A new discovery of baked sediments, artifacts, and pieces of firelighting pyrite in a UK claypit suggests that humans already had the capacity to create fire more than 400,000 years ago.
"This extraordinary discovery pushes this turning point back by some 350,000 years," says British Museum archaeologist Rob Davis.
"The implications are enormous. The ability to create and control fire is one of the most critical turning points in human history, with practical and social benefits that changed human evolution."
Related: Modern Humans Thrived While Neanderthals Disappeared, But Not Due to Our Brains

Researchers suspect fire use began opportunistically, with humans harvesting flames from wildfires. Evidence of this sort of fire use dates back more than 1 million years, a practice that may have flourished for meat preservation and other cooking.

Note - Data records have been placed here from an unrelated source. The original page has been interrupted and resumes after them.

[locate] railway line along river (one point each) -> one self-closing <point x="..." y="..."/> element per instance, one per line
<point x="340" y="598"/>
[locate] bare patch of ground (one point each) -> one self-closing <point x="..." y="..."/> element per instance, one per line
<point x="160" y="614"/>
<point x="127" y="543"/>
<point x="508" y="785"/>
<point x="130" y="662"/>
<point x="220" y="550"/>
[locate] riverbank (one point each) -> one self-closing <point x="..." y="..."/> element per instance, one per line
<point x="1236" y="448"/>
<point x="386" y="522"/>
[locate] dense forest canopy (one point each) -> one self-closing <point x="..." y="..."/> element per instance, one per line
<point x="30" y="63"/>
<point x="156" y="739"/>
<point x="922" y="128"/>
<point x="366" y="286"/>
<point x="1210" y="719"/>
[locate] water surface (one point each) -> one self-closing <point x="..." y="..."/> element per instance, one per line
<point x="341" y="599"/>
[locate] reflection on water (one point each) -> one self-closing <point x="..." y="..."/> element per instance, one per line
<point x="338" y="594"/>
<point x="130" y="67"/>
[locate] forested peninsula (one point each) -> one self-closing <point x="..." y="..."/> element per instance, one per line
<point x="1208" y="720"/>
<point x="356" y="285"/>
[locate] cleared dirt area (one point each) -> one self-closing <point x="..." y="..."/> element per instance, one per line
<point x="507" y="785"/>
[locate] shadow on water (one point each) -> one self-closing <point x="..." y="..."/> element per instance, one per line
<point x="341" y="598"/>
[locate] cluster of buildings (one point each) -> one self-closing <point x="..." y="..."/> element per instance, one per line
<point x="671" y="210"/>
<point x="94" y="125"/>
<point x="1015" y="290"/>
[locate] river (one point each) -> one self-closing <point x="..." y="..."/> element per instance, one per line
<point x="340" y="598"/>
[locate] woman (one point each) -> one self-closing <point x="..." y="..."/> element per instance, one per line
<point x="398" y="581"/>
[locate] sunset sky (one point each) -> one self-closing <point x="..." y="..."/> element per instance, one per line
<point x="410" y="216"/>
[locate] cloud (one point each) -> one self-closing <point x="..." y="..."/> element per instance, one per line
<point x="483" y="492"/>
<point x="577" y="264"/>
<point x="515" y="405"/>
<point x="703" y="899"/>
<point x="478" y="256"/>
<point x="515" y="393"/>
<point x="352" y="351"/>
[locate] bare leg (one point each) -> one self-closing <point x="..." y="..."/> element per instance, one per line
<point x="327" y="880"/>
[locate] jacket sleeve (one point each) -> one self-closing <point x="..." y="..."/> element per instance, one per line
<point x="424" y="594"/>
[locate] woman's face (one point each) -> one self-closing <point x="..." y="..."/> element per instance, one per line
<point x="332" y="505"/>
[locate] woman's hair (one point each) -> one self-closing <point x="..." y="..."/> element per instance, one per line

However, the ability to start fires rather than maintain pre-existing ones likely arose later.
Previously, the earliest direct evidence for deliberate human-made fire was only 50,000 years old. A 2018 analysis of handaxes discovered in France suggested they were repeatedly struck against a mineral such as pyrite – a process that would create sparks.
Now, Davis and colleagues have identified two small fragments of oxidized pyrite at Barnham, a village in the UK. One of these shards was found close to heated artifacts, including four heat-shattered flint handaxes and a hearth of reddened sediment.

"Geological studies show that pyrite is locally rare, suggesting it was brought deliberately to the site for fire-making," the researchers write in their paper.
Tests of the baked sediments also showed that their properties most likely resulted from repeated heating, consistent with human use – a campfire – and not a one-off burn.
The fire starters in Palaeolithic England were likely Neanderthal, another indication that our shyer cousins were capable of complex behaviors, including abstract thought and technological advances.
The ability to create fire would have enabled humans to feed and bond in larger groups. Fire also gave our early ancestors access to new technologies, like the creation of glue for more advanced tools.
"Year-round access to fire would have provided an enhanced communal focus, potentially as a catalyst for social evolution," Davis and team conclude.
"It would have enabled routine cooking, could have expanded the consumption of roots, tubers, and meat, reduced energy required for digestion, and increased protein intake.
"These dietary improvements may have contributed to an increase in brain size, enhanced cognition, and the development of more complex social relationships."
This researcher was published in Nature.